Despite lobbying, plans, projects and support from the press, both local and national, nothing was able to change the decision taken by former prime minister Ariel Sharon in 2005 to return the historical courtyard to the Russian government.
Generations of Jerusalemites have grown up with the green touch of the local branch of the SPNI, which offered tours in the region as well as lectures on environmental protection, green energy saving and recycling.

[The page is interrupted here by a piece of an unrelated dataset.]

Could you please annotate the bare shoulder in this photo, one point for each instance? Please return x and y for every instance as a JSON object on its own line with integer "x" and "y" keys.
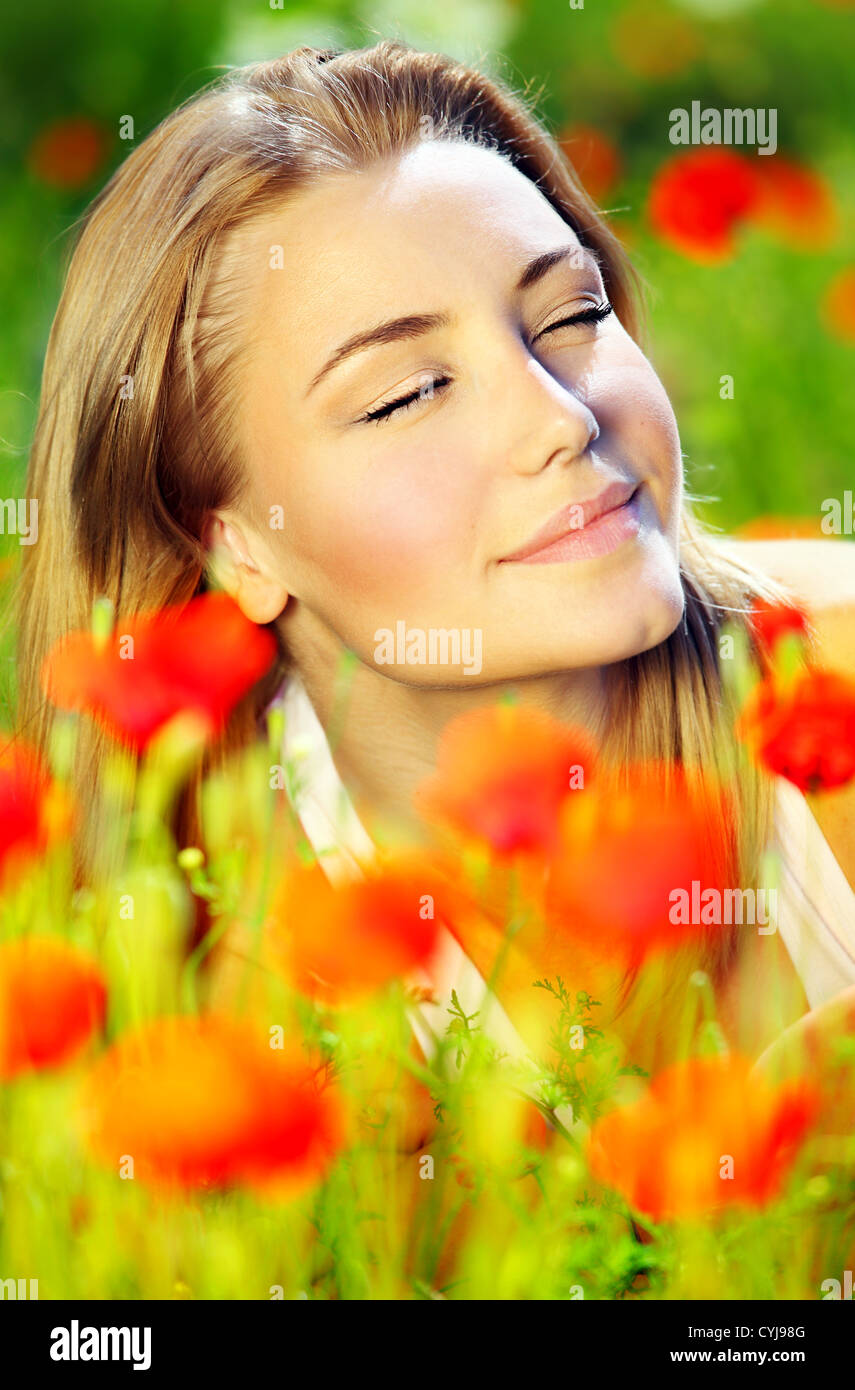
{"x": 820, "y": 573}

The courtyard served as a center for the SPNI’s activities since since 1964, and was also the location of the offices of the Agriculture Ministry and the local branch of the Society for the Preservation of Israel Heritage Sites, which are now scattered around the city. The SPNI branch has found temporary refuge in the JVP Media Quarter in Talpiot. No one knows exactly what will become of the courtyard and the magnificent historical building inside it, which was built as a hostel for Russian pilgrims in the late 19th century, but in the meantime, an era has ended.
MUSRARA SCHOOL’S 25TH ANNIVERSARY
Renewing ties with the past is an understatement when it comes to describing the tremendous amount of effort that has been invested by the directors of the Musrara art school this year. To celebrate the 25th year of its foundation, founder and director Avi Sabag went above and beyond when intertwining the past with the present. The Naggar School of Photography, Media, New Music, Animation & Phototherapy, and Sabag himself, who received a lifetime achievement award last year, this year launched a new exhibition in the school’s gallery – a literary review and an arts festival.
What began as a high-level alternative for local youngsters who wished to study artistic photography but couldn’t get into academic high schools (for lack of money or academic achievement) has become one of the most prestigious institutions in the country.
Sabag, the son of immigrants who grew up in a transit camp but managed to get an academic education, believes that everyone should have the support they need to reach their potential. The Musrara school, which was established by the Jerusalem Foundation and thanks to a very generous grant from the Naggar family, offers a wide range of studies, including a new field conceived here – the phototherapy course, which attracts students from all over the country and the world.
To celebrate the quarter-century anniversary, the main exhibition traces the story of the first Jewish residents of Musrara – mostly immigrants from Morocco who had to face both the hazards of the no-man’s land between Israeli and Jordanian territory until 1967 – and the neglect and poverty that led, in 1970, to the creation of the Black Panther protest movement.
The memories and the anger as well as the reconciliation process appear in the exhibition, while the review launches prose and poetry and essays on arts, politics, the environment and social activism.